Real Estate: Falling and Trading Like Stocks
Another month, and another step down for real estate. Real estate was again denied by a prior low value, sending it further down. Perhaps one of the most telling characteristics of real estate right now is how correlated it is trading to risk assets, particularly stocks. The bottom portion of the chart below shows a near perfect positive correlation to stocks at about 95%. Real estate is traditionally one of the least correlated risk assets to stocks, but right now all risk assets are being sold off, regardless of perceived safety.
Commodities: Major Reversal
In an incredible change of direction, the broad basket of commodities sold off about 20% in the month of June. While oil is still trying to hold on to a positive trend, just about every other hard and soft commodity is now in a clear down trend. An interesting observation is that broadly, commodities are now trading at prices seen prior to the Russian incursion, which sent prices flying higher. So it’s possible that commodity prices are stabilizing, post invasion.
What to make of this move? Is inflation subsiding or is demand cratering? Here’s a look at copper, one of the bellwethers of economic growth. Copper is used in industrial production and construction and tends to lead economic growth. Copper is down around 30% since April and is now trading near pre-Covid highs from 2018. The good and the bad of this move is that this may be an early sign of inflation receding, but it could be coming at the expense of future growth.
Gold finally broke the support we were watching and will now have to do a significant amount of work to get back into a positive trend. We’ll sit on the sidelines and wait until an uptrend is resumed.

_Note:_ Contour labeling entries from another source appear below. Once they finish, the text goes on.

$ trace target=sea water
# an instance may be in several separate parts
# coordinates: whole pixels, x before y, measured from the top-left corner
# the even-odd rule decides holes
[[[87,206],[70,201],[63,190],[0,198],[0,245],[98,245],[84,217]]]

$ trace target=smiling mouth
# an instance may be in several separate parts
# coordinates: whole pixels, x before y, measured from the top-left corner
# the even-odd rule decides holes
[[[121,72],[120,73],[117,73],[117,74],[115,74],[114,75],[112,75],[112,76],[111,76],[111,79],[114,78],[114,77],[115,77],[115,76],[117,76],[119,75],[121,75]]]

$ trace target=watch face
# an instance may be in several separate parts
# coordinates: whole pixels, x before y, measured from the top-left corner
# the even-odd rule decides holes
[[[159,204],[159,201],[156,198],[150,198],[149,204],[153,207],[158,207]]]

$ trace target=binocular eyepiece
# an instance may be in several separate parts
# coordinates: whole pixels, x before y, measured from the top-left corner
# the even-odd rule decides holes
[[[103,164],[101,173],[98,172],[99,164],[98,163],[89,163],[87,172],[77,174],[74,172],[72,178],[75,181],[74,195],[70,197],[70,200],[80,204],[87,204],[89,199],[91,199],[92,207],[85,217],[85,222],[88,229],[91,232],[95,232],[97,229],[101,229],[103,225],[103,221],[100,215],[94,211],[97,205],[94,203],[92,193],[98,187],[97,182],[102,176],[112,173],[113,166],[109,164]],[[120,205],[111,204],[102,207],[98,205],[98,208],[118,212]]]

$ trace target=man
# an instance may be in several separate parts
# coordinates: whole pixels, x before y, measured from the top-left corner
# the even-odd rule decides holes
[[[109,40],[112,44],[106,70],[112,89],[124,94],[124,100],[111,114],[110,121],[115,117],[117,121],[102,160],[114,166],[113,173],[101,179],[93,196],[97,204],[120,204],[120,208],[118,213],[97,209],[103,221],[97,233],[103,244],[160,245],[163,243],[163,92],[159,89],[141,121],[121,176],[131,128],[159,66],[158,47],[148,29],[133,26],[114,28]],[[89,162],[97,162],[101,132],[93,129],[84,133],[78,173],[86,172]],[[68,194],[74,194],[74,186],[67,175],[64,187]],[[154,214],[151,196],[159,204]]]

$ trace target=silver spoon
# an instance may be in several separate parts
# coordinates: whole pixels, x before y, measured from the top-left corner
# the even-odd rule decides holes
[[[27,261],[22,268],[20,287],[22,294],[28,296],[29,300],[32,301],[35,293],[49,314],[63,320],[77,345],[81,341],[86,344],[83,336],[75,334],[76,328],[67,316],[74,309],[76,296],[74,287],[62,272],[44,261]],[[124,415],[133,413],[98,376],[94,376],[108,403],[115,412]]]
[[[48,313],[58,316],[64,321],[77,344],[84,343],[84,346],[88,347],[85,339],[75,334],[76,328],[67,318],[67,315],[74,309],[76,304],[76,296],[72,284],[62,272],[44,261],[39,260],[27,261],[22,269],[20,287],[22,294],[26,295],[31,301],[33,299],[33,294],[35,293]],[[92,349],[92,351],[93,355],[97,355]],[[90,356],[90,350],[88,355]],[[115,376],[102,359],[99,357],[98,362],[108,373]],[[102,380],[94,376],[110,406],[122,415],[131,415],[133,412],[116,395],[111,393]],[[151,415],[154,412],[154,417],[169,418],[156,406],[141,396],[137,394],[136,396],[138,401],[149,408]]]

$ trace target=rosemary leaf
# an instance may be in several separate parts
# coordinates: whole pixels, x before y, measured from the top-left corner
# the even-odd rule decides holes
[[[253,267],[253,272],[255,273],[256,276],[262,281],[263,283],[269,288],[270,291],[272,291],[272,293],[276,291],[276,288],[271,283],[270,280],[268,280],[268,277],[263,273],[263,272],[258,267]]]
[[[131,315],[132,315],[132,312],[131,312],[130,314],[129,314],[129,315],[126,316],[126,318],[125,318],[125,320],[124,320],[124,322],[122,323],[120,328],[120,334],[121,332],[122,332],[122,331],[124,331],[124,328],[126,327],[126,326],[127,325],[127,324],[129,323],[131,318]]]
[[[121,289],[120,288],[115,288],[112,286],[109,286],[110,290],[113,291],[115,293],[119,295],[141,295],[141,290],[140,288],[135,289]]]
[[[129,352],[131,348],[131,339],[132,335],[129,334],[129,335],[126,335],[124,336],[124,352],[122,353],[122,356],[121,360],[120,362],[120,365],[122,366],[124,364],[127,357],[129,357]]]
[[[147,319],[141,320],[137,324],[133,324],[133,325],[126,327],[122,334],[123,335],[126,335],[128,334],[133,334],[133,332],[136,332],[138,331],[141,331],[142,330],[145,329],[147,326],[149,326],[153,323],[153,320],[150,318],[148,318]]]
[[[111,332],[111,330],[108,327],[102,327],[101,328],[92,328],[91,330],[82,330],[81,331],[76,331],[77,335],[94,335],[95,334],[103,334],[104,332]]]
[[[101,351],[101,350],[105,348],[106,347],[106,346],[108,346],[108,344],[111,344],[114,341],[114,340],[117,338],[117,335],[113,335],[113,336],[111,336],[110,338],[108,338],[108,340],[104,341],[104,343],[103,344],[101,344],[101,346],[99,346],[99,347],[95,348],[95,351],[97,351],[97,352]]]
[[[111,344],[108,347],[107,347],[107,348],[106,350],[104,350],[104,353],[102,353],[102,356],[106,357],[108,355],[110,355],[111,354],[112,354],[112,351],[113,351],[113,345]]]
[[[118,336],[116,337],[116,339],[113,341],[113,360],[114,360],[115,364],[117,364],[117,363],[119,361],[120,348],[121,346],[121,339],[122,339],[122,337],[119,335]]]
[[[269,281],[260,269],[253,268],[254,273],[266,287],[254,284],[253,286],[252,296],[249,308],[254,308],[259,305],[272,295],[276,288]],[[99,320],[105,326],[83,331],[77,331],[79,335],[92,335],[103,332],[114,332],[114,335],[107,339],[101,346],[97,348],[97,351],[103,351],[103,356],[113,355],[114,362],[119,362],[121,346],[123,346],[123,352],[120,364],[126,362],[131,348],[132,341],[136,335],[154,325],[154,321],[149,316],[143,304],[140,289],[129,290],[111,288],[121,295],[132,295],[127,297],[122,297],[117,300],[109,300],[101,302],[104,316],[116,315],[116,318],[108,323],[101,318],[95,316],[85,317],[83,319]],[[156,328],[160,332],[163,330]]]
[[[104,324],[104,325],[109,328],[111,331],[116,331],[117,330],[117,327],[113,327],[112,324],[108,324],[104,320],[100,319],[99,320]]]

Fixed Income: Inflation or Recession?
The 10-year U.S. Treasury bond rate went flying higher in June, hitting 3.5% – the highest we’ve seen since 2011. That peak was right at the Fed’s June rate hike, but expectations fell for future 2022 rate hikes, and the 10-year UST retreated back to the key support level of 2.8%. Those are huge moves – nearly 25% in both directions – to occur in such a short period of time. We can’t help but wonder if the bond market has shifted focus from inflation to recession. If inflation is the concern, rates should go higher. If recession is the concern, rates should go lower. The recession concern seems very real as we could be facing back-to-back negative quarters of GDP (as mentioned in the domestic equity section above), which rarely occurs outside of a recession.
With interest rates “out of bounds” on a longer-term picture, and growth stalling, mean reversion of rates could bring us back significantly lower.

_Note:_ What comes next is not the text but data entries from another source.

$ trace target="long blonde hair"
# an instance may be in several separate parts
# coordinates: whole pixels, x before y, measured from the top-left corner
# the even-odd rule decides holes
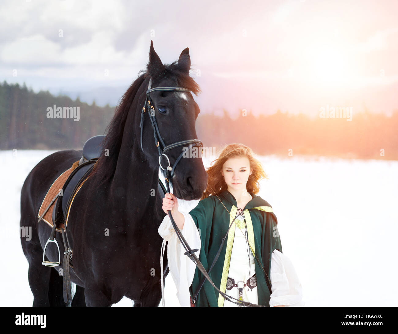
[[[263,169],[262,164],[256,158],[253,150],[242,144],[234,143],[224,145],[219,157],[211,162],[213,164],[206,171],[209,176],[207,187],[202,195],[201,199],[206,198],[211,195],[218,195],[227,190],[228,186],[221,174],[224,163],[230,158],[246,157],[249,159],[250,169],[253,169],[251,175],[249,176],[246,189],[248,192],[256,194],[259,191],[259,181],[268,177]],[[214,191],[213,191],[214,190]]]

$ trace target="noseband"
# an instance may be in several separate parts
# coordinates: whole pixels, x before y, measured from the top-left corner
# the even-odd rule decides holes
[[[156,121],[156,117],[155,117],[155,109],[154,108],[153,104],[151,100],[150,94],[152,92],[157,92],[158,91],[167,91],[168,92],[191,92],[191,90],[186,88],[182,88],[181,87],[158,87],[151,88],[152,83],[152,78],[149,80],[149,83],[148,84],[148,89],[146,91],[146,99],[145,102],[142,107],[142,111],[141,112],[141,121],[140,122],[140,128],[141,129],[140,141],[141,141],[141,149],[144,152],[144,148],[142,148],[142,131],[144,128],[143,120],[144,115],[145,115],[146,110],[145,109],[145,105],[147,106],[148,114],[149,115],[149,118],[150,119],[151,123],[152,124],[152,128],[153,129],[153,136],[155,139],[155,145],[158,148],[158,152],[159,152],[159,166],[160,169],[162,170],[162,172],[168,184],[172,182],[172,178],[174,175],[174,170],[177,164],[179,161],[182,157],[182,155],[184,153],[183,150],[179,156],[176,160],[174,165],[172,168],[170,165],[170,159],[167,156],[166,153],[168,151],[176,147],[178,147],[180,146],[183,146],[187,145],[192,145],[193,146],[198,146],[199,147],[203,147],[203,143],[199,139],[188,139],[187,140],[178,141],[173,144],[170,144],[170,145],[166,145],[163,141],[163,139],[160,135],[160,133],[159,131],[159,128],[158,127],[158,123]],[[161,147],[160,144],[161,144]],[[166,157],[167,160],[168,166],[165,168],[163,168],[162,165],[161,159],[163,156]],[[166,185],[168,186],[168,184]],[[167,187],[168,188],[168,186]]]

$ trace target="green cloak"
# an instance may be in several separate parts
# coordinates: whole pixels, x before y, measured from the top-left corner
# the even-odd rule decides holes
[[[282,245],[277,231],[277,221],[272,207],[260,196],[250,194],[253,198],[246,205],[243,211],[247,225],[249,244],[251,249],[254,250],[258,304],[269,307],[271,292],[271,283],[268,277],[271,275],[271,255],[275,249],[282,252]],[[228,190],[221,193],[219,197],[219,199],[216,196],[211,195],[199,201],[196,207],[189,213],[200,235],[201,245],[199,260],[208,272],[237,211],[236,200]],[[224,293],[226,293],[234,234],[235,222],[209,275],[216,286]],[[265,273],[267,273],[266,276]],[[197,267],[189,287],[191,298],[203,277]],[[197,299],[196,305],[223,306],[224,300],[206,280]]]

All Terrain Portfolio Update
Our signals and indicators continued to rotate out of risk assets, as we now carry over 93% cash in the All Terrain Portfolio. Despite our wide ranging potential investment exposures allowed by our model, there are very few investment options that fit our criteria currently. We will continue to wait for investment opportunities, and in the meantime, follow our indicators and process to adjust risk as new data is presented.
Past performance is not indicative of future results. Other asset classes or investment vehicles may be used in client portfolios and client portfolios may not hold all positions of the model at the same time as the model. This chart and its representations are only for use in correlation to the proprietary timing model by Arkenstone Financial, Registered Investment Advisor. Actual client and All Terrain Portfolio(TM) positions may differ from this representation.